Glimpses of Greatness

In the beginning of his married life, Rav Shach and his family rented an apartment in Yerushalayim from Reb Alter Shub. Although Rav Shach paid rent for his living quarters, he nonetheless felt gratitude towards the Shub family for conferring this benefit to him. Rav Shach considered it his duty to treat the Shub family exceptionally well, even extending this treatment to the family’s offspring. Many years after Rav Shach moved to Bnei Brak, it happened that some of Reb Alter Shub’s grandchildren found themselves in Bnei Brak late one evening, without means of transportation available to take them home to Jerusalem.

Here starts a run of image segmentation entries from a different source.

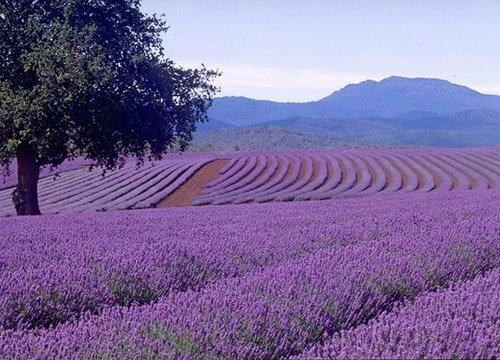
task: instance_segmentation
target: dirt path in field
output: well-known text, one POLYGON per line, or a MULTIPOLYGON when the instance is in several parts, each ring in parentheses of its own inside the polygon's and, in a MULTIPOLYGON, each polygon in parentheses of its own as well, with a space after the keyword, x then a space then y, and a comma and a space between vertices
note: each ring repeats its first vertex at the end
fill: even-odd
POLYGON ((220 169, 229 162, 228 159, 215 160, 198 170, 188 181, 182 184, 173 194, 162 200, 158 206, 189 206, 191 201, 201 194, 205 185, 215 180, 220 169))

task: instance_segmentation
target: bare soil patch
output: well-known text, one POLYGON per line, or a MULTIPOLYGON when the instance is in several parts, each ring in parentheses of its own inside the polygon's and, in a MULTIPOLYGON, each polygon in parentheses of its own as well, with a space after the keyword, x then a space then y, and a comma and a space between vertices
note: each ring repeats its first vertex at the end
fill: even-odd
POLYGON ((191 205, 191 201, 202 193, 207 183, 217 178, 220 169, 228 162, 228 159, 223 159, 215 160, 206 164, 177 190, 167 196, 164 200, 160 201, 158 206, 191 205))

Rav Shach was overjoyed to host them in his home for the night as a way of expressing his gratitude to his “landlord,” as he referred to Reb Alter.  Rebbetzin Guttel Shach later quietly told the guests that Rav Shach had been planning to go out somewhere that night, but because of the mitzvah of hospitality and Hakarat Hatov (gratitude) that had come his way, he had stayed at home.

Halacha Weekly

Is it Necessary to Ask Forgiveness From Parents on Erev Yom Kippur? (2-19-414)

Yom Kippur does not atone for sins between a man and his fellow. Therefore, before Yom Kippur one should ask the people one knows for forgiveness for anything one may have done to offend or hurt them. Is it also necessary to ask forgiveness from one’s parents? There  are reasons to ask forgiveness but there are reasons also that it may not be necessary to do so.

Ben Ish Chai (R. Yosef Chaim Z”L, Shanah 1- Vayeleich – 6) says there are those who are accustomed to request forgiveness on Erev Yom Kippur from their parents  that perhaps one caused them trouble or acted disrespectfully to them during the year.  Kaf haChaim (R. Yaakov Chaim Sofer Z”L, there -44) writes likewise.  Yosef Ometz (Chidah, R. Chaim Yosef David Azulai Z”L,ot 999)  writes that one does not need to appease his parent even if one knows one has done something wrong to them. [If one acted without intent or troubled them accidentally their love covers over all transgressions and one does not need to appease them.]